Focus on developer training.

The developers themselves are the first defense. The least vulnerable security flaw is the one that’s never introduced in the first place. The problem is developers do not know this stuff already. They do not always learn it, or learn it adequately, in school. You need to invest in developer training which will pay dividends downstream and you’ll be able to gain confidence that they really do know what they’re doing. A lot of the required information is freely available online, for example from the Open Web Application Security Project (OWASP) and from NIST. Instructor-led or computer-based training can supplement this information and make it more easily digestible.

Provide quick and relevant feedback.

Of course, even a knowledgeable developer is going to make mistakes, and it is crucial that in a DevOps environment they get nearly instantaneous feedback when that happens. Regular scanning by static analysis tools is one such feedback loop, so long as the feedback from this process goes directly into the environment and workflow that they already live in. In the ideal case, this means that an IDE plugin will show them the problem directly in their editor and that items for remediation will go directly to their defect tracking system. The worst possible case would be to hand them a multiple page PDF document with a list of issues!

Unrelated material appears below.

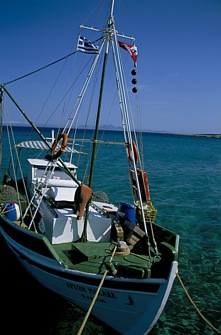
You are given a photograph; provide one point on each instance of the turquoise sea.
(185, 183)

Oftentimes, lightweight “lint checkers” will provide more timely and immediate feedback than an automated and scheduled static analysis scan, and there’s no reason not to use both. The goal here should be to automate your pipeline in the development and operations domains as much as possible.

Build for traceability.

Security activities across the DevOps lifecycle need to be traceable. Having security requirements being forward and backward traceable to security test cases (both functional and non-functional) can demonstrate how well the requirements have been met.


Start with a baseline. Perform a baseline application security assessment to allow immediate emergency remediation action if any critical vulnerabilities are uncovered.
Prioritize your security activities. Not all security vulnerabilities that an auditor, penetration tester, or an automated tool will call out are of equal priority. Many times, policy decisions regarding acceptable risk from a business standpoint must be carefully considered and established upfront, so that time and money aren’t wasted tracking down things that really aren’t that important.

Work longer term on building a culture of security. Work toward moving from a reactive posture to a more proactive one that meets the needs of the business. Keep in mind, the real world is not ideal and integrating this new security culture and mindset into an existing process can’t be done all at once. Grow this step by step.